Question: Default argument example explanation

[sadir]

Hi,

I'm working my way through your book - it's been great so far. Thanks.

I have reached chapter 2, page 28 where it is written that:

You can set the defaults for any combination of arguments:

defmodule MyModule do
  def fun(a, b \\ 1, c, d \\ 2) do
    a+b+c+d
  end
end

Always keep in mind that default values generate multiple functions of the same name with different arities. So the previous code generates three functions: MyModule.fun/2, MyModule.fun/3, and MyModule.fun/4.

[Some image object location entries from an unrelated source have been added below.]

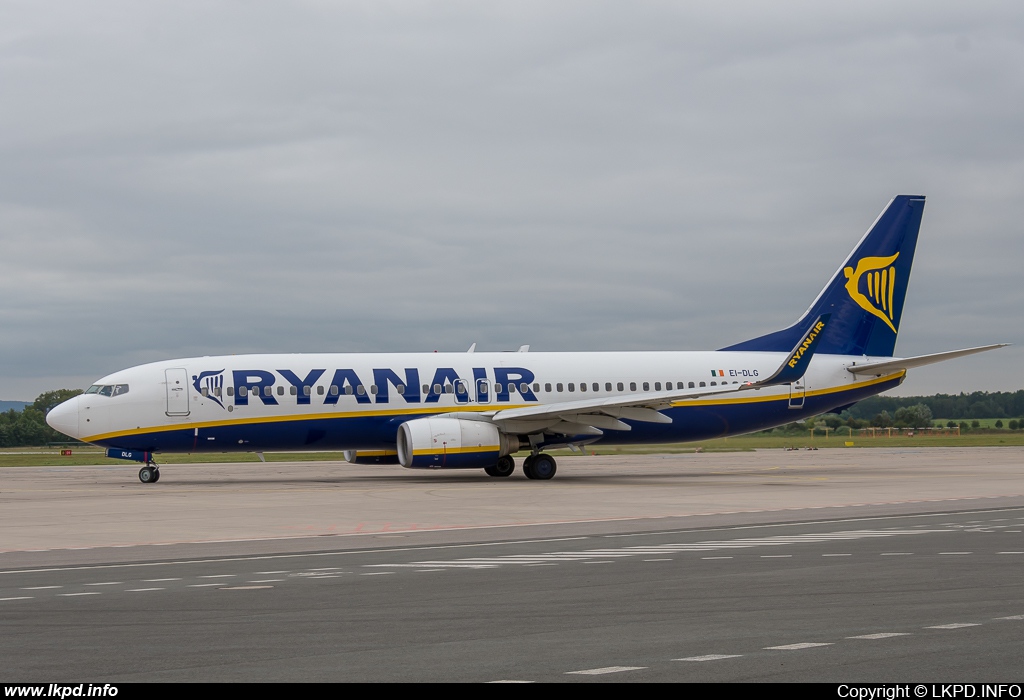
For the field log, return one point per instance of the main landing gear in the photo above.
(541, 467)
(148, 474)
(504, 468)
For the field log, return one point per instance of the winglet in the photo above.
(798, 359)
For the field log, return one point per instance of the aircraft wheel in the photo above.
(542, 468)
(504, 468)
(527, 467)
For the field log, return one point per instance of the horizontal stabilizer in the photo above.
(919, 361)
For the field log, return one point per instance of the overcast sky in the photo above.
(190, 178)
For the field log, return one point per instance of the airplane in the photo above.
(476, 409)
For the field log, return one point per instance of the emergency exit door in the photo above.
(177, 391)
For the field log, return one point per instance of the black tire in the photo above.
(504, 468)
(543, 468)
(527, 468)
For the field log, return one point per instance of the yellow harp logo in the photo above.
(880, 280)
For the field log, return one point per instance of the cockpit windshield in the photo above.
(108, 389)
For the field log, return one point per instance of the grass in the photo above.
(43, 456)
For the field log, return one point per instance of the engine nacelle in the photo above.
(371, 456)
(452, 443)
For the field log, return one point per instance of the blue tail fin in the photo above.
(865, 296)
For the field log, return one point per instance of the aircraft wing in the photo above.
(884, 366)
(591, 417)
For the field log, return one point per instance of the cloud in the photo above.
(202, 178)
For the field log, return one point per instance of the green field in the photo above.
(42, 456)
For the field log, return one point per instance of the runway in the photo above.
(827, 581)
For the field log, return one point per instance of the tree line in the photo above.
(28, 428)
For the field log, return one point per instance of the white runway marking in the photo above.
(953, 625)
(710, 545)
(606, 669)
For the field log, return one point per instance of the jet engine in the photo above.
(452, 443)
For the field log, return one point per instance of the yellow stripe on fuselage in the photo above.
(785, 397)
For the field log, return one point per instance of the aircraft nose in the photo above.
(64, 418)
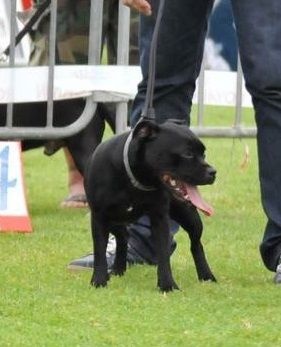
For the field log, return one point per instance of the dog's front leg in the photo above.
(160, 232)
(120, 263)
(189, 219)
(100, 240)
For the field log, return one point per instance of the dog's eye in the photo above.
(188, 156)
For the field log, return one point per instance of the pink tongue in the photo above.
(198, 201)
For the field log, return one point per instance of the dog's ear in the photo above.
(146, 129)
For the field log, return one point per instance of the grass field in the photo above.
(43, 304)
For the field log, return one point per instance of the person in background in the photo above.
(73, 18)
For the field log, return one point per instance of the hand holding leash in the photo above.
(142, 6)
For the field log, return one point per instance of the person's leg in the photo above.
(179, 55)
(259, 30)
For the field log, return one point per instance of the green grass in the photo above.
(43, 304)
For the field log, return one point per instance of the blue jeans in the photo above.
(179, 56)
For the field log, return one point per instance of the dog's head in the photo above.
(176, 157)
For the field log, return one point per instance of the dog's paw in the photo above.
(98, 281)
(118, 271)
(168, 286)
(208, 278)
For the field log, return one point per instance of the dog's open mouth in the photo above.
(186, 192)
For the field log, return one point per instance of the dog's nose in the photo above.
(212, 172)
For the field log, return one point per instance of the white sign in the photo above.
(13, 210)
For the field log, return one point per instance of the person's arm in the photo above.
(142, 6)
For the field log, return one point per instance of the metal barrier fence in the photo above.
(8, 131)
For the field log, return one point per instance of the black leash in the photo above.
(148, 110)
(28, 27)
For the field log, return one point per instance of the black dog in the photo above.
(152, 171)
(80, 145)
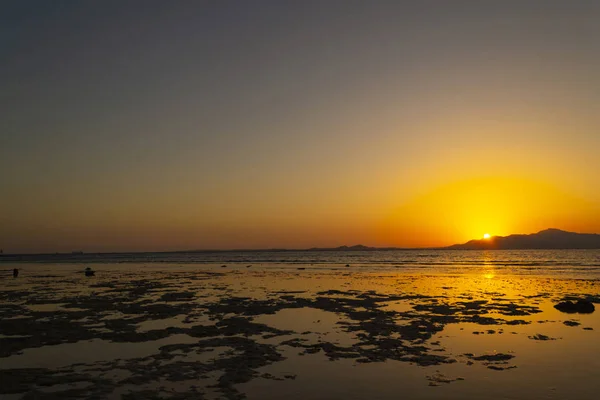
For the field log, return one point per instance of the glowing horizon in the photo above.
(296, 125)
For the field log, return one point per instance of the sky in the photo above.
(174, 125)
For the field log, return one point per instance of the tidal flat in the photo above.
(232, 332)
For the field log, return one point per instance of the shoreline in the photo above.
(243, 333)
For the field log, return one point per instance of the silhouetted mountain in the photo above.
(546, 239)
(358, 247)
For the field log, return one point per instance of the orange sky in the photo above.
(296, 125)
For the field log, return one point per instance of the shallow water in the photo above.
(149, 332)
(567, 263)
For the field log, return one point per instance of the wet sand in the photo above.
(235, 332)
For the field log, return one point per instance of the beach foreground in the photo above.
(235, 332)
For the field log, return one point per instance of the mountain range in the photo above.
(546, 239)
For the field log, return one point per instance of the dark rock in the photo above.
(581, 306)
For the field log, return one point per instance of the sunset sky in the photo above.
(173, 125)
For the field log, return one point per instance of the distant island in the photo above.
(546, 239)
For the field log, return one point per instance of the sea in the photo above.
(572, 264)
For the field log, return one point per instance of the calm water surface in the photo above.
(566, 263)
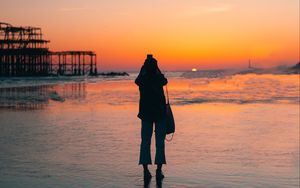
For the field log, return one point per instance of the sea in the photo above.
(232, 130)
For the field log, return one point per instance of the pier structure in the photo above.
(24, 52)
(74, 62)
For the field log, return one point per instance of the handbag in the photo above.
(170, 123)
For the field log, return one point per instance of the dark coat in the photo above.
(152, 99)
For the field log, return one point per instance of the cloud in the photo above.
(209, 9)
(216, 9)
(74, 9)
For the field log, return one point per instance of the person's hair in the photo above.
(150, 66)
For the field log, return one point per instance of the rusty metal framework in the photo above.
(24, 52)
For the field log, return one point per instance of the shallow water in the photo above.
(237, 131)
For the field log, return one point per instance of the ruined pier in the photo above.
(24, 52)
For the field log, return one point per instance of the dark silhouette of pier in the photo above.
(24, 52)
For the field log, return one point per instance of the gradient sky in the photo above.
(181, 34)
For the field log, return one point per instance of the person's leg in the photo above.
(145, 154)
(160, 135)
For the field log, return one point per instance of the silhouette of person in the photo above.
(152, 110)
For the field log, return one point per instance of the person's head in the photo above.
(150, 64)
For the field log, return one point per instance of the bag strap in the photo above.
(168, 102)
(167, 93)
(169, 140)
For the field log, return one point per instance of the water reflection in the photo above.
(38, 97)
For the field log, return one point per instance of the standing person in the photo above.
(152, 110)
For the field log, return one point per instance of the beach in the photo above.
(231, 131)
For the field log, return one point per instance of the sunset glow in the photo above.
(180, 34)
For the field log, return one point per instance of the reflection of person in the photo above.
(152, 110)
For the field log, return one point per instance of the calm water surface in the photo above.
(239, 131)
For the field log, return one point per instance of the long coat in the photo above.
(152, 105)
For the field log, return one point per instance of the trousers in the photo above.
(146, 135)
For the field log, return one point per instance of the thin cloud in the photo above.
(216, 9)
(212, 9)
(75, 9)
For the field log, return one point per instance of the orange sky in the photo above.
(181, 34)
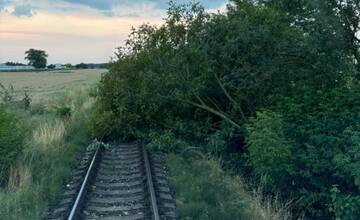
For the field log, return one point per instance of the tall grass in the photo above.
(205, 191)
(48, 157)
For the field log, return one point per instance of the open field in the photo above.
(44, 85)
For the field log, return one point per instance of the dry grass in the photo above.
(20, 177)
(45, 85)
(50, 134)
(205, 191)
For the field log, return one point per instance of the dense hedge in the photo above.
(270, 88)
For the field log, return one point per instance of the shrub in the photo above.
(269, 152)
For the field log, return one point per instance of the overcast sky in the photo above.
(73, 31)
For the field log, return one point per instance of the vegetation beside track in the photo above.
(271, 87)
(204, 191)
(48, 137)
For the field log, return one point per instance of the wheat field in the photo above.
(47, 84)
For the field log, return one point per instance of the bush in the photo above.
(269, 152)
(12, 134)
(204, 79)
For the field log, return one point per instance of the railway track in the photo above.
(122, 182)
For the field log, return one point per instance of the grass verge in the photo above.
(205, 191)
(48, 156)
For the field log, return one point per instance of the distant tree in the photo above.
(14, 64)
(81, 66)
(51, 66)
(36, 58)
(68, 66)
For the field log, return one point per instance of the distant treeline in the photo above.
(14, 64)
(83, 66)
(92, 66)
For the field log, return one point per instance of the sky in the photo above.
(74, 31)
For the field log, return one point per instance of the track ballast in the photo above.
(122, 182)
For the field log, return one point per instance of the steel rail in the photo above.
(80, 197)
(153, 201)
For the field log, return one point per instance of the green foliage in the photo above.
(12, 134)
(63, 111)
(269, 153)
(36, 58)
(277, 75)
(204, 191)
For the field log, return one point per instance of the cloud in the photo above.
(23, 10)
(106, 6)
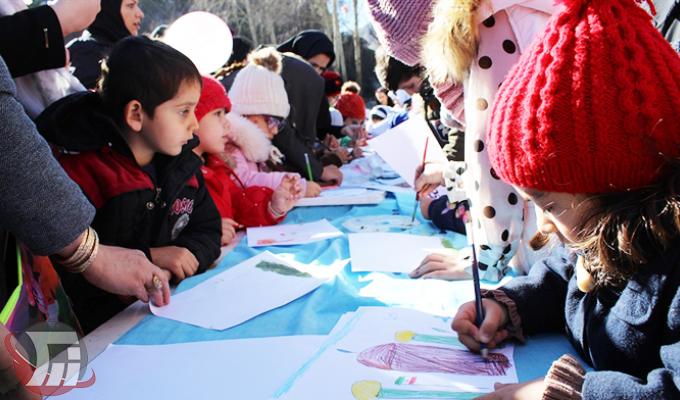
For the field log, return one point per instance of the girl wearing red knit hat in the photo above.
(239, 206)
(586, 126)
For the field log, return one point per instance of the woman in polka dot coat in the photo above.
(482, 40)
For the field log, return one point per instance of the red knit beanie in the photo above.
(333, 82)
(351, 105)
(213, 96)
(592, 107)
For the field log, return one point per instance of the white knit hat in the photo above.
(258, 88)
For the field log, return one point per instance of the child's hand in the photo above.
(441, 266)
(491, 332)
(343, 154)
(229, 227)
(287, 194)
(178, 260)
(332, 175)
(517, 391)
(313, 189)
(429, 177)
(331, 141)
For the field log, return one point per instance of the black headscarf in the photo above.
(109, 23)
(309, 43)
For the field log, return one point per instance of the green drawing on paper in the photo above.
(370, 390)
(281, 269)
(447, 244)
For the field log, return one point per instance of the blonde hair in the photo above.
(450, 45)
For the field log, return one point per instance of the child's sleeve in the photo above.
(249, 174)
(536, 302)
(251, 207)
(203, 234)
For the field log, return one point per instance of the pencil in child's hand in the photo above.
(479, 308)
(415, 207)
(309, 168)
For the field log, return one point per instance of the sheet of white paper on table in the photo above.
(343, 196)
(255, 286)
(233, 369)
(292, 234)
(422, 355)
(402, 147)
(392, 252)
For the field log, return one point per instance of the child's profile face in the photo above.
(562, 213)
(132, 15)
(213, 130)
(173, 123)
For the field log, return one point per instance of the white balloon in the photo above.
(203, 37)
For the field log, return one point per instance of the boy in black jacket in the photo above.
(129, 147)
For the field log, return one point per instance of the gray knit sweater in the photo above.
(39, 203)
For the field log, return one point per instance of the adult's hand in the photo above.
(331, 174)
(128, 272)
(76, 15)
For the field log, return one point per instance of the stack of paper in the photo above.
(343, 196)
(393, 252)
(391, 353)
(292, 234)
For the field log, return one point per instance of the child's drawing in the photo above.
(281, 269)
(370, 390)
(379, 223)
(408, 336)
(420, 358)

It is clear to me how the /2 and /4 arity functions would be generated. But there are two options for the /3 arity function - how does it generate one function which satisfies both conditions?

[sasa1977]

Good question! The best way to be sure is to verify it ;) Let's change the function to print each args:

defmodule MyModule do
  def fun(a, b \\ 1, c, d \\ 2) do
    IO.puts "a = #{a}"
    IO.puts "b = #{b}"
    IO.puts "c = #{c}"
    IO.puts "d = #{d}"
  end
end

$ iex test.exs

iex> MyModule.fun(:arg_1, :arg_2, :arg_3)
a = arg_1
b = arg_2
c = arg_3
d = 2

If you think about it, it makes sense. If a single default arg is omitted when calling a fun, then the right-most arg with a default (in our case the arg d) will have the default value.

Does that make sense?

[sadir]

Yep! Perfect sense thank you. It doesn't cover both /3 options, and d will be the default value of 2 unless you supply all four arguments, because elixir matches to the left. I have a Ruby background so this is in line with my assumptions. Thanks for your help!